Conversation

Notices

1. Embed this notice
   Opalescent (opal@ioc.exchange)'s status on Monday, 08-Jul-2024 03:16:25 JST Opalescent

   • Ryan Castellucci :nonbinary_flag:
   • mkj

   @mkj @ryanc

   It's not as much about key length as it is about RSA in general.

   There are, like, a HANDFUL of RSA implementations that are audited, trustworthy, and suitably protected against the insane variety of subtle mistakes that can completely wreck its security. Even using those implementations safely takes a lot of care and effort. Using other libraries is a gamble; rolling your own is the cryptographic equivalent of bungee jumping without bothering to check if your harness is attached.

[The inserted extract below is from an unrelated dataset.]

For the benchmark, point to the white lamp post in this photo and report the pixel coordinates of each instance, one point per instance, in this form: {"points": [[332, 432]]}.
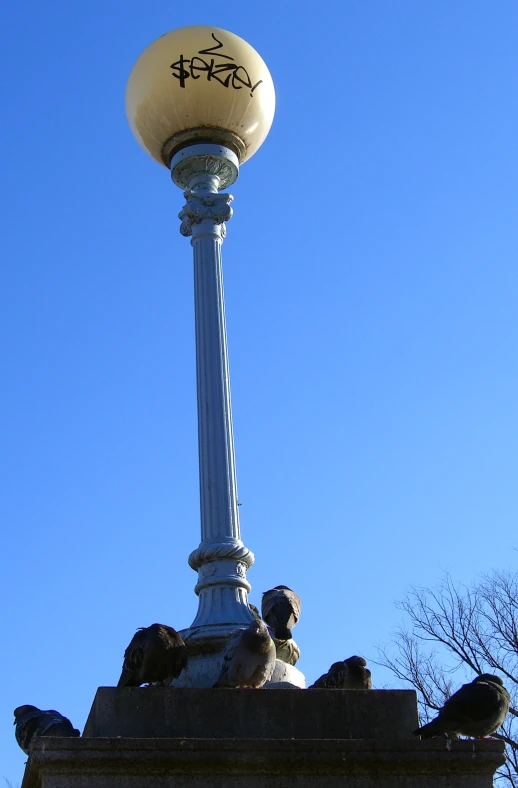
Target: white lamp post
{"points": [[201, 101]]}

   Timing attacks, faulty prime selection, improper padding, poor public exponent selection, related message attacks, etc. Lots of it discovered 20+ years ago, yet still showing up in RSA software written today.

   Heck, even partial key leakage is a shit show compared to more modern algos. If I accidentally expose a quarter of a SPHINCS+ key, the remaining bits should still need to be brute-forced. If I expose a quarter of the bits in a private RSA exponent, though, the game is up completely.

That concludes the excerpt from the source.